Pregnant women in Northern Ireland often iodine deficient
Iodine deficiency in pregnant women from Northern Ireland is common, but offspring have adequate iodine levels, according to a recent study.
“A re-emergence of mild iodine deficiency in the United Kingdom has been reported,” the researchers wrote. “A recent U.K. study suggested a dose-dependent relationship between mild maternal deficiency and a number of childhood cognitive scores. [WHO] defines sufficiency in a population as a median urinary iodine concentration of 100 µg/L in non-pregnant women and infants and 150 µg/L during pregnancy. It also recommends a daily intake of 250 µg/L during pregnancy.”

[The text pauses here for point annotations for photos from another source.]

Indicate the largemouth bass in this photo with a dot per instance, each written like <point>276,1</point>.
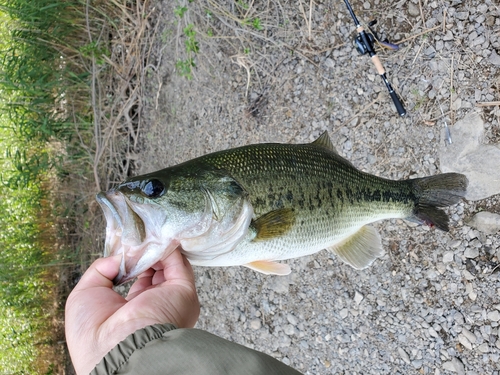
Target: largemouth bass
<point>258,204</point>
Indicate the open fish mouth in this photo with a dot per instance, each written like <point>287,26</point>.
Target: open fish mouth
<point>127,234</point>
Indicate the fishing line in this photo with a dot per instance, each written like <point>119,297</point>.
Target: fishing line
<point>364,44</point>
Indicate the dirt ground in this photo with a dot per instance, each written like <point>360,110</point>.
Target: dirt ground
<point>285,71</point>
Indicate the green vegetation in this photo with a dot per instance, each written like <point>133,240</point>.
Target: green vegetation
<point>184,66</point>
<point>51,53</point>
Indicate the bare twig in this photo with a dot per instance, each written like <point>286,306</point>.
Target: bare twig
<point>487,104</point>
<point>421,12</point>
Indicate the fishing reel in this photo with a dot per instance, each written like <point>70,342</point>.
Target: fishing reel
<point>373,38</point>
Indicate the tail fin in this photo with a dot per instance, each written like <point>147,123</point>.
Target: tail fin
<point>438,191</point>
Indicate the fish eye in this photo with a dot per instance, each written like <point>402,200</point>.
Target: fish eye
<point>153,189</point>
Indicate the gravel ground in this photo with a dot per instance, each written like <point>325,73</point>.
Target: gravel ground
<point>431,305</point>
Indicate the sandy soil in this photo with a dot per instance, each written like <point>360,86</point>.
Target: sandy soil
<point>290,76</point>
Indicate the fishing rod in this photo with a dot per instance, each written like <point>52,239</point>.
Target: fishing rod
<point>364,44</point>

Paul McMullan, of the Regional Centre for Endocrinology and Diabetes at Royal Victoria Hospital in Ireland, and colleagues evaluated data from 241 pregnant women from Northern Ireland monitored for iodine levels in the urine. Four-day food diaries and iodine-specific food frequency were used to record dietary intake. Urinary iodine concentrations in 80 offspring were also recorded.
Maternal median urinary iodine concentration was 72 µg/L, 94 µg/L and 116 µg/L in the first, second and third trimesters, respectively. During the postnatal period, women had a median urinary iodine concentration of 90 µg/L, and infants had a median urinary iodine concentration of 148 µg/L. In the first trimester, the median iodine intake was 133 µg/L.
“Thyroglobulin has been suggested as an alternative indicator of iodine status,” the researchers wrote. “No cutoff value is available in adults, but a study in children defined sufficiency as a median [thyroglobulin] value 13 µg/L and/or < 3% of samples 40 µg/L.”
During the first trimester, the median serum thyroglobulin value was 19 µg/L, and 18% of samples had concentrations at least 40 µg/L.
Nutrition knowledge during pregnancy was evaluated in a separate cohort of 183 women. Compared with 90% of these participants who reported they had sufficient knowledge of folate, 5% reported sufficient knowledge of iodine. Seafood was reported as a good source of iodine by 30%, eggs by 15% and dairy by 9%.
“Our study suggests that pregnant women living in Northern Ireland are iodine deficient and have not been provided with the knowledge to improve this,” McMullan said in a press release. “Pregnant women are warned about the dangers of folic acid deficiency and fetal development, but few appear to be aware of the effect of iodine deficiency. Ninety percent of the women we interviewed felt informed about folic acid whilst only 5% had knowledge regarding iodine. “Although levels in the infants of this study were adequate, probably due to concentrating ability of iodine in breast milk and adequate levels in formula feed, the impact of low levels at the start of pregnancy, when brain and nerve health is most critical, is uncertain and therefore of concern.” – by Amber Cox
McMullan P, et al. Abstract #OC6.4. Presented at: Society for Endocrinology Annual Conference; Nov. 7-9, 2016; Brighton, United Kingdom.